Social Media Policy – Guidelines for Employee Personal Use

Social Media continues to revolutionize the way we (individuals and businesses) connect and share information. As this remains a hot topic for expanding business reach, it’s also important that your organization embrace this communication growth with some guidelines for employees. Even if your company is not using social media on a business level, most likely, your employees are still using it in their private lives. A social media policy allows you to set expectations, protecting your business’ reputation.

Social Media:  Web-based tools and technologies used to share information and turn communication into interactive dialogues with internal and external audiences. (Source: SHRM – www.shrm.org)

Examples:  LinkedIn, Twitter, Facebook, YouTube, Blogs, discussion boards, Flickr, Tumblr, Foursquare, etc.

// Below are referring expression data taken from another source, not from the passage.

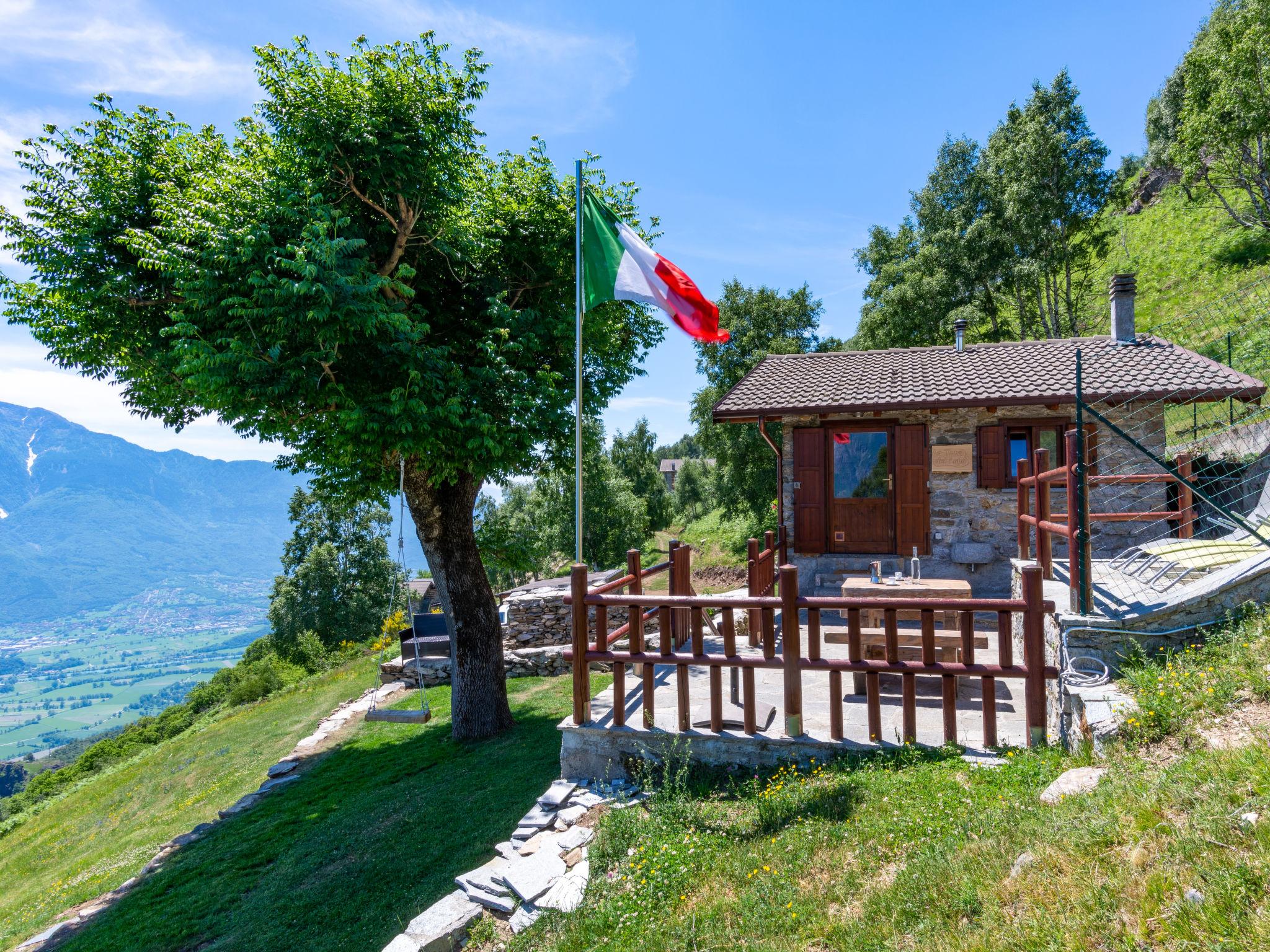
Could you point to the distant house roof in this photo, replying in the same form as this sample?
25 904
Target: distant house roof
982 375
676 465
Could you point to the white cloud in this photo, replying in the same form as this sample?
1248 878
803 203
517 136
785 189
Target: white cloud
29 380
116 47
643 403
541 79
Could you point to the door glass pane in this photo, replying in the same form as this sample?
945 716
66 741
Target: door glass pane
1048 439
1018 451
860 465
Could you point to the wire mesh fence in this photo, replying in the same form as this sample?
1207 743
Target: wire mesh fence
1176 477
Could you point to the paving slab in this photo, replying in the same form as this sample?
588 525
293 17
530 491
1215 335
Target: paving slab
557 794
1080 780
531 876
486 876
442 926
567 894
538 816
525 917
574 837
544 840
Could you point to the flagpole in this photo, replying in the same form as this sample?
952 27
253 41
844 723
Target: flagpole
577 366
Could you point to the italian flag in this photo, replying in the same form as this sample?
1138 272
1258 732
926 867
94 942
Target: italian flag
619 266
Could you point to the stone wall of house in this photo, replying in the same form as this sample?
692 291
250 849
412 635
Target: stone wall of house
963 512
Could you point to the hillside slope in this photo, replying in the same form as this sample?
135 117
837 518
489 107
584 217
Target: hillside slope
92 519
373 833
1186 254
120 818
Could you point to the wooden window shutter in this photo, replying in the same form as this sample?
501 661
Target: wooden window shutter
912 493
992 456
809 488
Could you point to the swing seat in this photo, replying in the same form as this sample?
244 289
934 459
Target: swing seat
397 715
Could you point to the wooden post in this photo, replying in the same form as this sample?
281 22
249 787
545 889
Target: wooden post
1185 498
580 669
1044 542
1034 654
791 651
636 616
1021 508
1024 508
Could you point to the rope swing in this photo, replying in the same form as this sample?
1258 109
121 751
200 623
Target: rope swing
391 715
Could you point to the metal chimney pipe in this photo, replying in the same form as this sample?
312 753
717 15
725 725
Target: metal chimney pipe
1122 291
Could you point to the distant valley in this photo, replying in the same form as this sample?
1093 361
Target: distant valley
128 574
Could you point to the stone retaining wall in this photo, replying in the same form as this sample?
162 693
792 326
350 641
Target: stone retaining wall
541 617
543 662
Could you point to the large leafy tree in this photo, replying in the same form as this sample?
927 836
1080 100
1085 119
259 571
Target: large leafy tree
636 457
1050 183
943 263
352 277
762 322
1006 236
337 571
1222 127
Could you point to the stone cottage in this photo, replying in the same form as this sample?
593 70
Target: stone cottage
889 451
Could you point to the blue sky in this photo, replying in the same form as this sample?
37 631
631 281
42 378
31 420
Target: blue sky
768 136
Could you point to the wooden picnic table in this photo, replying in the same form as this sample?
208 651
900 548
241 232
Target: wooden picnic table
860 587
873 620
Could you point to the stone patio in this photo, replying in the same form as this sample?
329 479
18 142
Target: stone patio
598 748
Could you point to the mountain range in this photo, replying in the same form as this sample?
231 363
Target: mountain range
88 519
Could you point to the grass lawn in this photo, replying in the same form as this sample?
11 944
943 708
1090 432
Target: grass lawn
106 829
343 858
913 851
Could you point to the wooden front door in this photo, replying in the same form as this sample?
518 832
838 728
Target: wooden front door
861 489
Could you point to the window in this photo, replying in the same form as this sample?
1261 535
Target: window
1024 439
860 465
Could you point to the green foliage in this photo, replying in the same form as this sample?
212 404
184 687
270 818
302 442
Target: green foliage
293 850
911 848
512 545
1163 117
337 574
1176 689
614 519
352 277
1219 121
639 464
762 322
686 447
693 488
1008 236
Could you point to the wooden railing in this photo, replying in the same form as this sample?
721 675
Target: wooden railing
595 646
1036 479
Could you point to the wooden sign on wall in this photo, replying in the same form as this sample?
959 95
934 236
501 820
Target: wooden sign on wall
951 457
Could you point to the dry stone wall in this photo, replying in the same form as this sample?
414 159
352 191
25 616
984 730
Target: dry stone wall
541 617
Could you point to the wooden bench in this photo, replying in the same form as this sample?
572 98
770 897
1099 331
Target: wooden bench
873 643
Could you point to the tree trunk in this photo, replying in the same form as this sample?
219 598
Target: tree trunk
443 521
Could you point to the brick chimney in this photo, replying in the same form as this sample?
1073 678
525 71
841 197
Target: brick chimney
1122 294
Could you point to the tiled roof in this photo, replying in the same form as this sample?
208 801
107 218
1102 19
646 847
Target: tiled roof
982 375
676 465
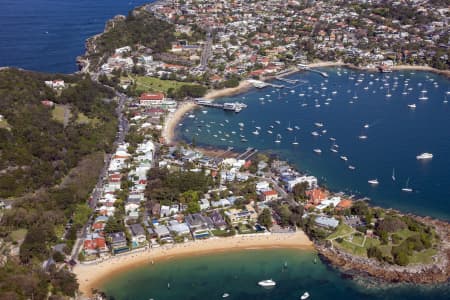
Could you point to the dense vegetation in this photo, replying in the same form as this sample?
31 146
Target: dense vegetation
38 151
183 187
48 170
139 28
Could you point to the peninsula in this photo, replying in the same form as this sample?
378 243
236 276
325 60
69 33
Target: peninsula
74 197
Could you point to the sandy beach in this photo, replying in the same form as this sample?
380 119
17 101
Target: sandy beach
242 87
94 275
172 120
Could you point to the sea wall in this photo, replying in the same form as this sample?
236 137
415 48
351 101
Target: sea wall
436 272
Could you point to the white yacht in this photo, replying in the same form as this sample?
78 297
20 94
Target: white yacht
373 181
267 282
304 296
318 151
424 155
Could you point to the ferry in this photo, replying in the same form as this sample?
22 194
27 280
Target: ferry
267 282
373 181
318 151
304 296
424 155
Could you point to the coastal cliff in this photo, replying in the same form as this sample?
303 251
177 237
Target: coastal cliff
435 272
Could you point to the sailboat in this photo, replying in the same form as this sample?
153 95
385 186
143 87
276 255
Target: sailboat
278 139
406 188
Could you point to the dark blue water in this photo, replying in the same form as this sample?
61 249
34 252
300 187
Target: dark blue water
395 136
237 273
47 35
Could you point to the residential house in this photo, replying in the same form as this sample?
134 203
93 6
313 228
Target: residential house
327 222
94 244
118 242
218 221
269 195
138 236
246 215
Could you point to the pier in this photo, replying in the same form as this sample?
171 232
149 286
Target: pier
291 81
306 68
229 106
261 84
247 154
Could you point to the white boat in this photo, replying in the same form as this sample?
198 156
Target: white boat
424 155
267 282
278 139
373 181
305 296
406 188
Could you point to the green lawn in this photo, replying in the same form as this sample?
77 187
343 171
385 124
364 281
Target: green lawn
342 229
422 256
18 235
349 247
151 84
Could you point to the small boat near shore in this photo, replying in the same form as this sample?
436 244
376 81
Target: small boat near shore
304 296
267 283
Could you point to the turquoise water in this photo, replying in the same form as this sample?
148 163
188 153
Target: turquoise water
396 133
237 273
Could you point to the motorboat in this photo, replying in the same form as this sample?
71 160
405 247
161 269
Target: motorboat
267 283
424 155
305 296
373 181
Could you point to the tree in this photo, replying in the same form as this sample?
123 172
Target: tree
265 218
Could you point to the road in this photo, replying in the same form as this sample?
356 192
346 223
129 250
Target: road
206 53
97 192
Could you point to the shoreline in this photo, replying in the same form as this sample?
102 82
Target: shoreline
93 276
173 119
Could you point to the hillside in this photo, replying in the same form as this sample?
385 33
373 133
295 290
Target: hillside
139 28
49 163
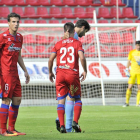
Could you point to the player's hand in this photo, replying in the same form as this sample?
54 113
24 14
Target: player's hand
138 63
27 77
83 76
127 73
51 77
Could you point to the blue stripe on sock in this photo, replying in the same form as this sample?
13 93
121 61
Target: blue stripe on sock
15 106
5 106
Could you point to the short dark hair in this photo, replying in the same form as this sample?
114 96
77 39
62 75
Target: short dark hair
69 26
138 42
81 23
12 15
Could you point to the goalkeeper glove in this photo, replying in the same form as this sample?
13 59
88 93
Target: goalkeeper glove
1 95
127 72
138 63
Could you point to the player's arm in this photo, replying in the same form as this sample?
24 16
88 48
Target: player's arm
22 65
50 65
84 65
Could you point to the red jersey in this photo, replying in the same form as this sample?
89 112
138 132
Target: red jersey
67 54
10 46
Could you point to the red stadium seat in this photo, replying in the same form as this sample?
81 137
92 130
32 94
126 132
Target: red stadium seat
65 21
119 2
4 12
79 12
54 21
41 21
28 39
116 38
89 12
67 12
55 12
19 11
56 2
113 12
102 21
44 2
115 21
128 38
8 2
29 21
116 51
104 38
103 12
30 12
42 12
126 50
82 2
128 13
137 21
69 2
3 21
32 2
128 21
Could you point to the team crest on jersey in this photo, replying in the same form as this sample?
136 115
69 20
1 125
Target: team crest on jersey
12 48
73 90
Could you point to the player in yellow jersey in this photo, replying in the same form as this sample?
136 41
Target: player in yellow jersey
134 75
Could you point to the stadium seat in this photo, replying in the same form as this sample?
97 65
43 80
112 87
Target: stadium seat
3 21
54 21
8 2
42 12
55 12
128 21
82 2
119 3
126 50
30 12
104 38
103 21
18 10
79 12
103 12
56 2
32 2
116 38
4 11
29 21
20 2
65 21
128 13
28 39
89 12
105 52
128 38
115 21
44 2
113 12
66 12
41 21
116 51
137 21
69 2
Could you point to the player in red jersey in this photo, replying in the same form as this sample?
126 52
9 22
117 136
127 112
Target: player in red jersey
68 52
11 45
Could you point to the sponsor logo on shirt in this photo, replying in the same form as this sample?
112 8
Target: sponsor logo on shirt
12 48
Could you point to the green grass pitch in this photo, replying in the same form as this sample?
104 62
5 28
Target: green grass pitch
97 123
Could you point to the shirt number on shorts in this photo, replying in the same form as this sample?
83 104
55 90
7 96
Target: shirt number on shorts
64 51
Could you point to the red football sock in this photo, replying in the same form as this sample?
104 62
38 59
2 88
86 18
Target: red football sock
61 112
77 110
13 112
3 117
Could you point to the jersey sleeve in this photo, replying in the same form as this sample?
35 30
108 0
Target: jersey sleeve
80 47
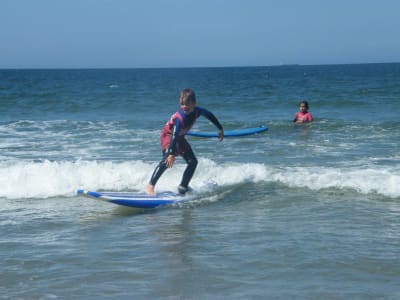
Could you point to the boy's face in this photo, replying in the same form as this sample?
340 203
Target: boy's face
187 106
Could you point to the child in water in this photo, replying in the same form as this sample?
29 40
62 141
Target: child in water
303 115
173 142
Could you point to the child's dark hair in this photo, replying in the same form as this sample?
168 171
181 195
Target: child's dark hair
305 104
187 95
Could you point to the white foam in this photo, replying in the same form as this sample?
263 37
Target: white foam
52 178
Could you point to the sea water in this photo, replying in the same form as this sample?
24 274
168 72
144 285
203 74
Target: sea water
302 211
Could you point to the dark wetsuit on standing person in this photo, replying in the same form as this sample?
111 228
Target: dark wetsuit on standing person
173 142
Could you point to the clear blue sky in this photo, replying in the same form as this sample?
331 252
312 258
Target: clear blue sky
184 33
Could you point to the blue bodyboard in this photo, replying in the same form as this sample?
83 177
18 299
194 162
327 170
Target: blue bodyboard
137 200
230 133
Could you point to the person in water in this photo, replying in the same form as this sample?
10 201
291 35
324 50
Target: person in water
303 116
173 142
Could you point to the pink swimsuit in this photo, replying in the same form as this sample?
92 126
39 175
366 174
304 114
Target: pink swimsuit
303 117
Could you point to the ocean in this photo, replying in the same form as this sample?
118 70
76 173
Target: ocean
299 212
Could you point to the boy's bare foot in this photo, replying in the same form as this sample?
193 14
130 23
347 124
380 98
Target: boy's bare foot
150 190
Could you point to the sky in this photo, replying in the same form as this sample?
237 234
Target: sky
196 33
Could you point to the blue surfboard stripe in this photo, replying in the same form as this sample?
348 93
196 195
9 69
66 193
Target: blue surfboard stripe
230 133
138 200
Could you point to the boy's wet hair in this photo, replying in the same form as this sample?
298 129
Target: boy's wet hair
305 103
187 95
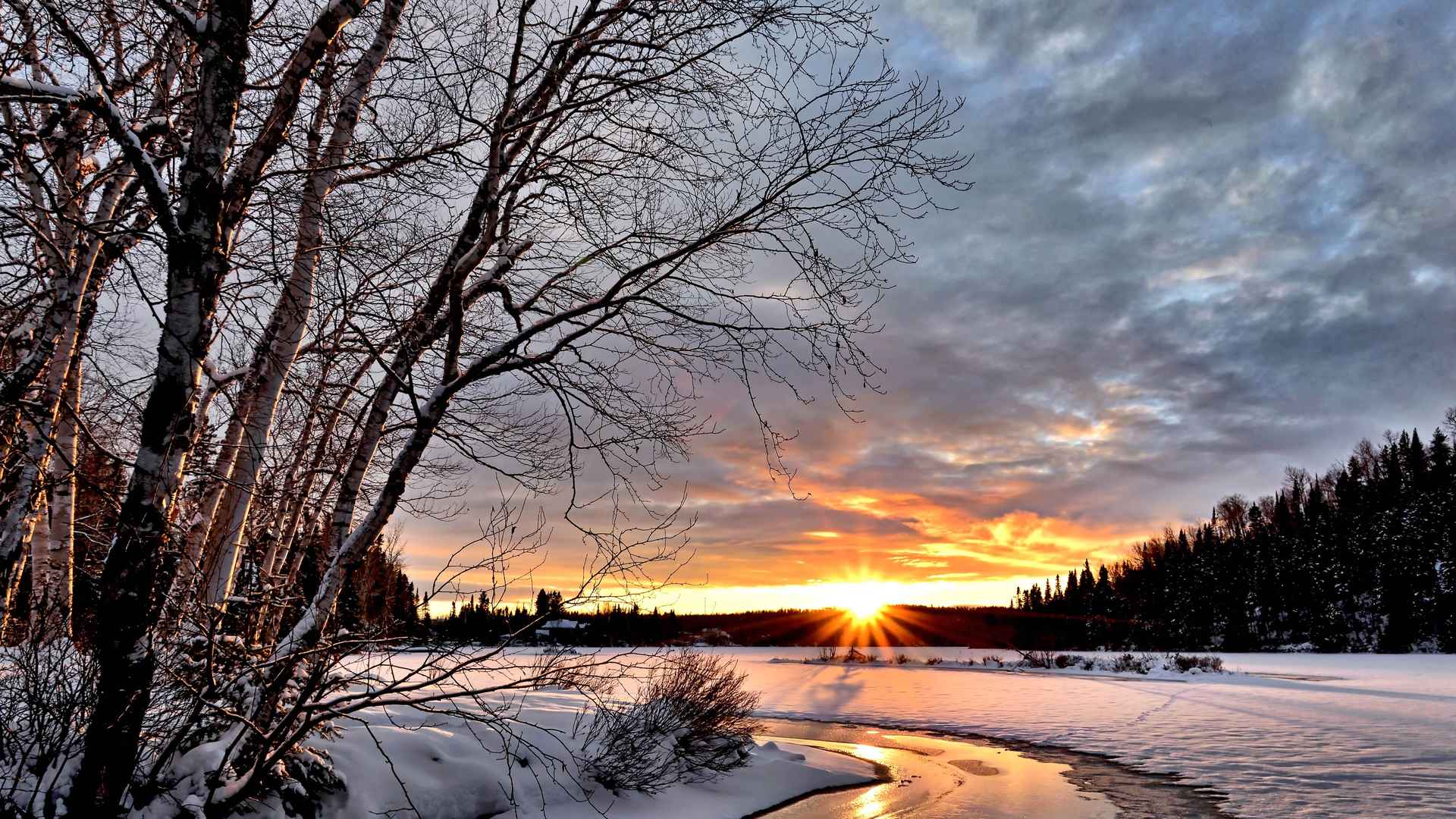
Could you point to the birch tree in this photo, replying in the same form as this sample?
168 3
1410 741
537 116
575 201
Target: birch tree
392 242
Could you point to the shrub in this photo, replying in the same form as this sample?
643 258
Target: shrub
1130 664
1200 662
689 723
1037 659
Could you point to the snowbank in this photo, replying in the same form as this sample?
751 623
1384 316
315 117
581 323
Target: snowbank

Social Media continues to revolutionize the way we (individuals and businesses) connect and share information.  As this remains a hot topic for expanding business reach, it’s also important that your organization embrace this communication growth with some guidelines for employees.  Even if your company is not using social media on a business level, most likely, your employees are still using it in their private lives.  A social media policy allows you to set expectations, protecting your business’ reputation.

Your social media policy should address guidelines for:

1 – Appropriate use of the organization’s pages/posts and/or posting on behalf of the organization, and

2 – Content allowed or considered inappropriate for employees to include on personal pages/posts.

In addressing an employee’s personal use of social media, you want to be sure not to restrict use, but to only express your duty as an employer to protect your information, staff, and clients.  Your policy should:

  • Affirm that employees are not to share any confidential company information (ex. customer information, trade secrets, etc.)
  • State that employees are personally liable for posts that violate company policies (even if posted on their own time)
  • Acknowledge that all company policies apply to social media as well (ex. confidentiality, anti-harassment, code of conduct, etc.)
  • Discuss consequences and disciplinary ramifications for policy violations
  • Provide methods for reporting violations
  • Set productivity expectations (This varies amongst business environments.  For those with much access to computers and smart phones, limited use is often allowed as long as it does not interfere with work.)

Used correctly, social media can greatly benefit any organization, providing more ways to engage employees and customers.  Encouraging employees to share company posts and current happenings can have a major impact on promoting your brand and expanding your reach.  However, it is also necessary to establish and enforce a social media policy that helps employees understand social media’s benefits and possible risks.  Setting clear guidelines better protects your company, while maintaining the employees’ right to use social media.